DUBAI: An oil tanker that burned for weeks in the Red Sea and threatened a massive oil spill has been “successfully” salvaged, a security firm said Friday.
The Sounion had been a disaster in waiting in the waterway, with 1 million barrels of crude oil aboard that had been struck and later sabotaged with explosives by Yemen’s Iranian-backed Houthi militia. It took months for salvagers to tow the vessel away, extinguish the fires and offload the remaining crude oil.
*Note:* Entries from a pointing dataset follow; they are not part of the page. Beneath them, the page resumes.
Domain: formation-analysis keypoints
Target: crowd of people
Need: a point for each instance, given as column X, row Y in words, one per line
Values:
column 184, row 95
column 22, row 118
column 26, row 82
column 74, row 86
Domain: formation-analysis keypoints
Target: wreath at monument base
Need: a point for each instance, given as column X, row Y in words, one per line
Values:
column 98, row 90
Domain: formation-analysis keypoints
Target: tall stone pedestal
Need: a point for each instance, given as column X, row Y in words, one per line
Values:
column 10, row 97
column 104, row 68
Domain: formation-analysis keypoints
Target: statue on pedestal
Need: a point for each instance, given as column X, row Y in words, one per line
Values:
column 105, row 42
The Houthis initially attacked the Greek-flagged Sounion tanker on Aug. 21 with small arms fire, projectiles and a drone boat. A French destroyer operating as part of Operation Aspides rescued its crew of 25 Filipinos and Russians, as well as four private security personnel, after they abandoned the vessel and took them to nearby Djibouti.
The Houthis later released footage showing they planted explosives on board the Sounion and ignited them in a propaganda video, something the militia have done before in their campaign.
The Houthis have targeted some 100 merchant vessels with missiles and drones since the war in Gaza started in October 2023. They seized one vessel and sank two in the campaign that has also killed four sailors. Other missiles and drones have either been intercepted by a US-led coalition in the Red Sea or failed to reach their targets, which have included Western military vessels as well.
The Houthis maintain that they target ships linked to Israel, the US or the UK to force an end to Israel’s campaign against Hamas in Gaza. However, many of the ships attacked have little or no connection to the conflict, including some bound for Iran.